Zum Tag der Menschenrechte ruft das Forum Fairer Handel alle politischen Entscheidungsträger*innen in Deutschland und der EU dazu auf, Menschenrechte konsequent durchzusetzen. Menschenrechte gelten für alle und müssen die leitende Prämisse jeder Politik sein. Sie sind kein „nice to have“, die nur beachtet werden müssen, wenn die politische und konjunkturelle Situation es gerade zulässt.
Regulierungen zu Nachhaltigkeitsstandards in Deutschland und der EU unter Druck
So steht etwa seit Wochen das deutsche Lieferkettengesetz unter Druck und wird von politischen Entscheidungsträger*innen und Wirtschaftsvertreter*innen in Deutschland als derzeit größte Belastung der Wirtschaft hochstilisiert. Nach fragwürdigen und teils skandalösen Äußerungen von Teilen der Bundesregierung brachten letzte Woche FDP und Union jeweils einen Antrag zur Aufhebung des Gesetzes im Bundestag ein. Diese wurden nach einer Plenumsdebatte dem federführenden Ausschuss für Arbeit und Soziales zur weiteren Beratung überwiesen. Eine finale Befassung des Bundestages wird damit in dieser Legislaturperiode nicht mehr wahrscheinlich. Laut Aussagen von Abgeordneten der SPD plant die rotgrüne Minderheitsregierung bald einen Gesetzentwurf zur Anpassung des deutschen Gesetzes an die EU-Richtlinie vorzulegen.
Auch auf Ebene werden Regulierungen zur Entwicklung einer nachhaltigeren Wirtschaft immer stärker hinterfragt. So erklärte die erst kürzlich wiedergewählte Kommissionspräsidentin Ursula von der Leyen Anfang diesen Monats, dass sie ein Gesetzgebungsverfahren einleiten werde, um drei der Regulierungen aus der letzten Legislaturperiode zu vereinfachen: die Richtlinie zur Nachhaltigkeitsberichterstattung von Unternehmen (CSRD), die Richtlinie zur Sorgfaltspflicht von Unternehmen (CSDDD) und die EU-Taxonomie. Laut Aussagen der Kommissionspräsidentin soll die Komplexität von Berichtspflichten verringert werden ohne die Intentionen der Regulierungen zu beeinträchtigen.
Menschenrechte und Umweltstandards sind kein “nice to have”

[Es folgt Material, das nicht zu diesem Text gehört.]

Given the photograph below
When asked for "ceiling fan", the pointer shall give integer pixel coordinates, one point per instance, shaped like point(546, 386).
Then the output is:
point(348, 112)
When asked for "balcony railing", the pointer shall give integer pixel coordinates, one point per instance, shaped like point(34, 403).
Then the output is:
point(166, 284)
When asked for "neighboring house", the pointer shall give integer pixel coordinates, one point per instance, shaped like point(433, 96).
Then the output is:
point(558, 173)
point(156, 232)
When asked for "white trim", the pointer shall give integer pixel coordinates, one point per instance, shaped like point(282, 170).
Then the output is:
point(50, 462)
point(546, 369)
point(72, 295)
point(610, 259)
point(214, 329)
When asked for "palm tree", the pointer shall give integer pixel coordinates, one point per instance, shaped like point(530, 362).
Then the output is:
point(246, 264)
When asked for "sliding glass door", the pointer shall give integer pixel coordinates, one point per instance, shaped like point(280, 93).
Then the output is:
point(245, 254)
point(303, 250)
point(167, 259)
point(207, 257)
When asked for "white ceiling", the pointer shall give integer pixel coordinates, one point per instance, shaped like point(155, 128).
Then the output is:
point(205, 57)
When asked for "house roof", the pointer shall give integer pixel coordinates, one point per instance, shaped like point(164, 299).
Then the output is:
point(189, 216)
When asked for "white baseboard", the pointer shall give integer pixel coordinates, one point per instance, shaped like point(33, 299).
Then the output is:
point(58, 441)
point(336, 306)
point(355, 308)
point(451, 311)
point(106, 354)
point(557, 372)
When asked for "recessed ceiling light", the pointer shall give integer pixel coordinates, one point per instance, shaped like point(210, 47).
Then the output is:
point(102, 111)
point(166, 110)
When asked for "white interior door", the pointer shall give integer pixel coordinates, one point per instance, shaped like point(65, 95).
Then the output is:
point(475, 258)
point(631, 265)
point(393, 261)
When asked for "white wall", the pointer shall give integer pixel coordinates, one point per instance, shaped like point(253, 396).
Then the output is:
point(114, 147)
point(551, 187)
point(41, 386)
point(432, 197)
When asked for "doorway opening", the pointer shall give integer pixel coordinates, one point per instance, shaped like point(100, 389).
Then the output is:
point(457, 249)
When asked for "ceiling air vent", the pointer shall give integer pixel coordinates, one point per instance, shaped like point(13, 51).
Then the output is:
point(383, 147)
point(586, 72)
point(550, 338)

Der derzeitige Diskurs, der von Teilen der Wirtschaft sowie Teilen der Opposition und Regierung in Deutschland und auch auf EU-Ebene vorangetrieben wird und strengere Nachhaltigkeitsstandards hauptsächlich als Belastung für Unternehmen darstellt, ist ein verheerendes Signal für eine dringend notwendige sozial und ökologisch nachhaltigere Wirtschaft und alle Akteure, die sich bereits in diese Richtung auf den Weg gemacht haben. Anstatt sich von kurzfristigen Unternehmensinteressen leiten zu lassen, sollten sich alle vor Augen führen, warum die Regulierungen auf den Weg gebracht wurden. Das Lieferkettengesetz etwa dient der Durchsetzung grundlegender Menschenrechte und Umweltstandards und zeigt bereits erste Wirkung. Wirksam umgesetzt, ist es auch kein “Bürokratiemonster”, wie es von Teilen der Wirtschaft dargestellt wird.
Viele Unternehmen haben sich bereits auf den Weg gemacht – dies betrifft nicht nur Vorreiter wie Fair-Handels-Unternehmen, für die die Einhaltung von Menschenrechten und Umweltstandards schon seit langem zur Unternehmenspraxis gehört. Diese Unternehmen erhoffen sich vom deutschen und jetzt kommenden EU-Lieferkettengesetz ein Level-Playing-Field. Anstatt auf Kosten von Menschenrechten und Umweltstandards und zugunsten von kurzfristigen Unternehmensinteressen Wahlkampf zu betreiben, sollten alle demokratischen Parteien in Deutschland sich dafür einsetzen, dass das EU-Lieferkettengesetz schnell, wirksam und kohärent abgestimmt mit anderen Nachhaltigkeitsregulierungen (wie der CSRD) in deutsches Recht überführt wird, ohne dabei das Schutzniveau des deutschen Gesetzes abzusinken.